Сколько раз я просила называть меня Сарой! После пропажи нашей первой помощницы и няни, мисс Веракрус, Констанс появилась в нашем доме и годами служила верой и правдой. Она знала меня с двенадцати лет и смогла бы рассказать обо мне больше, чем родные родители. С какой начинкой я люблю пироги. В какого мальчика влюбилась в выпускном классе. В какой шуфляде прятала дневник с сокровенными мечтами.

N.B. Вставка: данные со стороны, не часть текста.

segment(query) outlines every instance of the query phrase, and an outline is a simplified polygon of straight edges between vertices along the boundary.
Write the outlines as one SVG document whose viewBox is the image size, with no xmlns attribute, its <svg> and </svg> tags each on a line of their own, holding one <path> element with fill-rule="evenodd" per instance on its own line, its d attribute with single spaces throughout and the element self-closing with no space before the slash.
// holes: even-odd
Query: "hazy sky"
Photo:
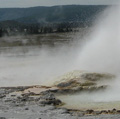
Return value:
<svg viewBox="0 0 120 119">
<path fill-rule="evenodd" d="M 68 4 L 116 4 L 120 0 L 0 0 L 0 7 L 32 7 Z"/>
</svg>

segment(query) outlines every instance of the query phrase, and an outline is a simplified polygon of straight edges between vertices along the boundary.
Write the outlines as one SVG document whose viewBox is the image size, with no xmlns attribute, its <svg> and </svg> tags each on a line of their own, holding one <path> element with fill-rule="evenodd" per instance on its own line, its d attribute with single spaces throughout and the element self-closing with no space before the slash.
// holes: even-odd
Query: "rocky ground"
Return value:
<svg viewBox="0 0 120 119">
<path fill-rule="evenodd" d="M 0 88 L 0 119 L 119 119 L 120 110 L 73 110 L 62 108 L 57 95 L 81 91 L 105 90 L 100 80 L 113 79 L 110 74 L 75 71 L 68 73 L 53 86 Z M 101 85 L 98 85 L 101 84 Z"/>
</svg>

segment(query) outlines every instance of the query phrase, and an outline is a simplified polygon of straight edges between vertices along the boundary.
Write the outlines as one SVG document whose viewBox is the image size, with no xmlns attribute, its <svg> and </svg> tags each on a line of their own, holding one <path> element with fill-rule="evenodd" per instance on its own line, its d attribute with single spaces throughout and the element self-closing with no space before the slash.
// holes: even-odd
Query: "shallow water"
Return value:
<svg viewBox="0 0 120 119">
<path fill-rule="evenodd" d="M 76 96 L 75 95 L 66 95 L 66 96 L 58 96 L 59 99 L 61 99 L 65 105 L 62 107 L 68 108 L 68 109 L 78 109 L 78 110 L 88 110 L 92 109 L 95 111 L 101 111 L 101 110 L 112 110 L 112 109 L 120 109 L 120 101 L 106 101 L 106 102 L 96 102 L 94 100 L 90 100 L 89 97 L 85 97 L 83 95 Z M 79 98 L 81 97 L 81 98 Z"/>
</svg>

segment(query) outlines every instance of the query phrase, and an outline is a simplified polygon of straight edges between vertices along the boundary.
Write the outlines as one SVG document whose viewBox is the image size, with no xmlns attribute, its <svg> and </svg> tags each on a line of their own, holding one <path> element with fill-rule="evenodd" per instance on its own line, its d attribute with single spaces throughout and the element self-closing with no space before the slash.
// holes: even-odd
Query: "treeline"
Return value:
<svg viewBox="0 0 120 119">
<path fill-rule="evenodd" d="M 0 37 L 13 35 L 46 34 L 58 32 L 72 32 L 78 27 L 85 27 L 83 23 L 54 23 L 54 24 L 20 24 L 16 21 L 0 23 Z"/>
</svg>

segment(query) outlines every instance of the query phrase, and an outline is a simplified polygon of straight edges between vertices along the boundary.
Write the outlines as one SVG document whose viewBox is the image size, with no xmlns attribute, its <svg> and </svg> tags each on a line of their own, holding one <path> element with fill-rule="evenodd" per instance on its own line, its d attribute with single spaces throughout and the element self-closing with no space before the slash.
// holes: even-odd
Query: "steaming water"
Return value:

Именно Констанс смазывала мои коленки и дула на них, чтобы не болело, когда я неуклюже падала у балетного станка. Мне не нравилось крутиться на носочках, стирая пальцы в мозоли, и, к неудовольствию матери, этот вид искусства никак мне не давался, а она отправила меня в балетную школу, потому что дочери всех знакомых Лодердейлов из высшего света обязательно ходили в какую-нибудь студию изящного мастерства. А чем дочь Лодердейлов была хуже? Когда я со слезами вытребовала уйти из балета, не выкрутив ни одного приличного па, она поняла, что всем.

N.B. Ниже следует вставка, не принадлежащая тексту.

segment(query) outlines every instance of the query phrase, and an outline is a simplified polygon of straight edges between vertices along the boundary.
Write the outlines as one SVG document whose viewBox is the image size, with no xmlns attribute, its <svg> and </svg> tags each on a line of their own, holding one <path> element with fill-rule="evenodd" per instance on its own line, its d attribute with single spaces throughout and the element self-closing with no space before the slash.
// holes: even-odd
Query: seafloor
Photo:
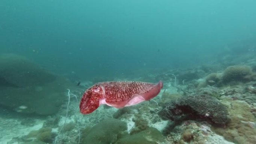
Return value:
<svg viewBox="0 0 256 144">
<path fill-rule="evenodd" d="M 95 82 L 106 80 L 100 77 L 66 88 L 69 95 L 66 90 L 61 96 L 64 101 L 54 113 L 29 103 L 15 109 L 0 103 L 4 110 L 0 113 L 0 143 L 256 144 L 253 57 L 243 62 L 234 60 L 138 76 L 113 80 L 162 80 L 164 87 L 153 99 L 157 102 L 145 101 L 120 109 L 101 105 L 83 115 L 79 108 L 82 95 Z M 44 88 L 36 87 L 36 91 Z M 47 110 L 47 102 L 40 108 Z M 36 110 L 26 111 L 28 105 Z"/>
</svg>

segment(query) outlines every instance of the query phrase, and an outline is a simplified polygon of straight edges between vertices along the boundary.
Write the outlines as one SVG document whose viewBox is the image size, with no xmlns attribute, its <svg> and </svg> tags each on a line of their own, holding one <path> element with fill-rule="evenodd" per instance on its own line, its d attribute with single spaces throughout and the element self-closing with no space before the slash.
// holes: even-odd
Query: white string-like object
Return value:
<svg viewBox="0 0 256 144">
<path fill-rule="evenodd" d="M 57 143 L 57 138 L 59 137 L 60 136 L 60 134 L 61 132 L 61 131 L 62 131 L 62 129 L 63 129 L 63 127 L 64 127 L 64 126 L 65 126 L 65 124 L 66 123 L 66 122 L 67 122 L 67 118 L 68 117 L 68 107 L 69 107 L 69 103 L 70 102 L 70 95 L 72 95 L 73 96 L 74 96 L 76 97 L 76 102 L 78 102 L 78 100 L 77 100 L 77 97 L 76 96 L 76 95 L 72 94 L 70 94 L 70 90 L 67 89 L 68 91 L 68 103 L 67 105 L 67 111 L 66 112 L 66 116 L 65 117 L 65 120 L 64 120 L 64 123 L 63 123 L 63 125 L 61 127 L 61 128 L 60 130 L 59 131 L 59 132 L 58 134 L 58 135 L 57 135 L 57 136 L 55 137 L 55 141 L 54 141 L 54 144 L 56 144 L 56 143 Z M 78 127 L 78 132 L 79 132 L 79 138 L 78 140 L 78 143 L 79 144 L 80 143 L 80 135 L 81 135 L 81 133 L 80 132 L 80 128 L 79 126 L 79 123 L 77 122 L 77 126 Z"/>
</svg>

Именно Констанс утешала меня, когда Джереми Фэрфакс ни с того ни с сего бросил меня прямо посреди школьного коридора на глазах у всех одноклассников, выставив меня на посмешище. В пятнадцать любое расставание сравнимо с концом света, а когда твоё поражение видит вся школа – апокалипсис, не меньше. Маме я сказать побоялась – ни к чему было лишний раз доказывать, что её дочь ни на что не годится. Прибежав домой в слезах, я закрылась в комнате, и только Констанс прорвала оборону, навестила меня с подносом румяного печенья и гладила по плечу, пока я не выплакалась до последней капли. А потом взяла мои ладошки в свои и сказала, что Джереми Фэрфакс – полный кретин, если воротит нос от такой, как я.
Именно Констанс сидела в первом ряду на вручении дипломов, заменяя мне сразу и отца, и мать. Первый заключал очередную многомиллионную сделку, а вторая штурмовала кабинет мэра не с первой и не последней петицией, чтобы старый кинотеатр в Хэмпдене, в квартале от нашего дома, или отреставрировали или снесли ко всем чертям. Внешний облик района значил для неё больше, чем достижения собственной дочери.
И как только я сближалась с Констанс, и добивалась своего – она звала меня просто Сарой, как добрая тётушка, что годами жила с нами под одной крышей – мама вихрем вносилась в наши доверительные отношения и пресекала всякую фамильярность.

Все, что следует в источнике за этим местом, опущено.